Nessa desagradável situação, o pequeno Bode, em seu aniversário de quatro anos fez um pedido que, inocentemente, mexeu com Jason e Ângela. Bode pediu que seus pais fossem mais presentes em sua vida. Simplesmente isso. Depois desse choque, Jason vendeu tudo que tinha, comprou uma Kombi e decidiu pegar a estrada. “Eu estudei em uma universidade por muito tempo, eu trabalhei pela minha carreira, para crescer na engenharia e nos negócios. Eu trabalhei pesado para conseguir realizar o “sonho americano” e ser bem sucedido baseado na ideia de outra pessoa do que é ser bem sucedido. Mas no fim, eu não estava feliz.” Emocionado e tentando conter as lágrimas, Jason, com a ajuda de sua esposa, conta o início desta história. Seu filho, Bode, como o próprio nome já indica, foi a luz que o iluminou para que tudo isso acontecesse.
Os três gostaram tanto da ideia que decidiram seguir adiante. Encontramos com eles no Parque do Caraça, em Minas Gerais.

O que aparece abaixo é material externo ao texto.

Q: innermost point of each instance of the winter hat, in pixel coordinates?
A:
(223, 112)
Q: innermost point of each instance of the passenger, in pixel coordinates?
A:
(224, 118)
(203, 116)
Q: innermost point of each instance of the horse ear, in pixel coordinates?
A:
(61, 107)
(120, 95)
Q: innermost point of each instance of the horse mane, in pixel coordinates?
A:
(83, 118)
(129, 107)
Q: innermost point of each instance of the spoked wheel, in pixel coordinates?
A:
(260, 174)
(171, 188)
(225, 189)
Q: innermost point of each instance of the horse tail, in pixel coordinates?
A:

A viagem já dura três anos e meio. Bode, o grande incentivador de tudo, com sete anos, não se queixa de nada. Ele aproveita todos os momentos e curte cada local visitado. Inclusive todos os momentos midiáticos que eles têm: Entrevistas para emissoras de TV´s, jornais, sites…

A Kombi
Em relação ao carro, bom… Aspas para o Jason, pois ele conhece bastante: “Sabíamos que queríamos a Kombi, especificamente a Westfalia porque sabemos que ela é feita para acampar. E a ideia era acampar por todas as Américas. Essa Kombi é preparada para que possamos viver dentro dela.”

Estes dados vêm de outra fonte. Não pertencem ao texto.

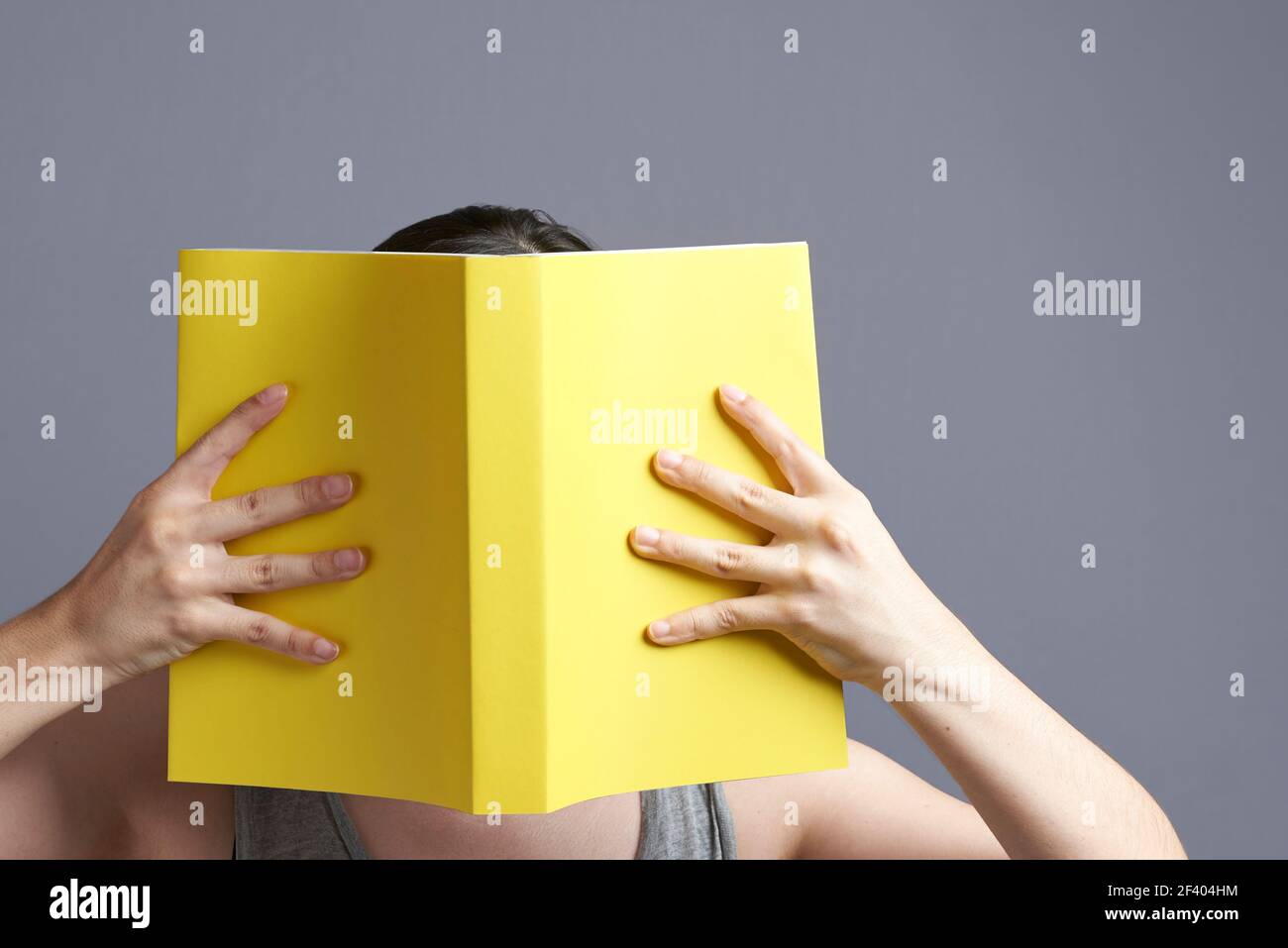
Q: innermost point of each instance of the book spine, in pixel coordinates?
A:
(506, 533)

Kombi Westfalia leva a família Rehm pelo mundo
Kombi Westfalia leva a família Rehm pelo mundo

E o modelo 71 é especial porque 1971 foi o último ano em que eles fabricaram  o motor 1600 com a ventoinha vertical. Em 72 os alemães fizeram um motor diferente e mais complicado para encontrar peças de reposição. Mas também, foi em 71 o primeiro ano que a van saiu de fábrica com freios a disco na dianteira. “Eu queria esses discos dianteiros para ter um pouco mais de segurança nos Andes. Algumas vezes é assustador. (risos).”
A confiança na Kombi e em um modelo da Volkswagen já vinha de longa data. “Sabíamos que iríamos dirigir um Volkswagen por que eu sempre dirigi VW. Aprendi a dirigir em um velho modelo VW e estou muito familiarizado com toda a mecânica, o motor e etc” conta o americano que, além disso, já teve vários modelos de Karmann Ghia e Fuscas. Dentre eles, os mais legais foram um Karmann Ghia 71 conversível e um Fusca, também conversível, do mesmo ano.
A relação de Jason, Ângela e Bode com a Kombi se estreita cada vez mais a cada quilômetro rodado. “É a nossa casa. Nós vivemos nesse veículo e estamos vivendo nele há três anos e meio. E nós conhecemos cada canto e curva dele. Todas as vezes que ele faz um som diferente, imediatamente já sabemos o que é, o que há de errado com ele. E nós o amamos. É como se ele fosse parte de nossa família. E eu espero que ele sempre esteja conosco”. Revela o viajante americano. E é o simpático carrinho que atrai mais pessoas e novos amigos ao redor do mundo. Jason fala como a Kombi se torna um imã para novas amizades. “Ele faz essa viagem ser especial porque quando vamos a novas cidades e novos lugares que nunca estivemos antes, pessoas que nunca encontramos chegam até nós e imediatamente se tornam nossos amigos porque eles conhecem esse carro e pensam que ele é parte da família deles. Eles contam histórias de quando eles eram crianças e seus pais tinham uma Kombi e nós, instantaneamente temos algo em comum com quase todo mundo no mundo”.

De volta à estrada

Neste momento que você lê esta matéria, Jason, Ângela e Bode podem estar no Brasil, na Guiana Francesa, na África do Sul ou qualquer outro lugar do mundo. A princípio, essa viagem não terá um fim. A volta para casa não existe porque eles sempre estão em casa (na Kombi). Apenas um detalhe pode faze-los voltar para os Estados Unidos. Bode é educado pelos pais. Eles possuem livros didáticos e ensinam tudo que podem para o filho, mas também estão cientes de que o momento do Bode entrar em uma escola “convencional” está próximo.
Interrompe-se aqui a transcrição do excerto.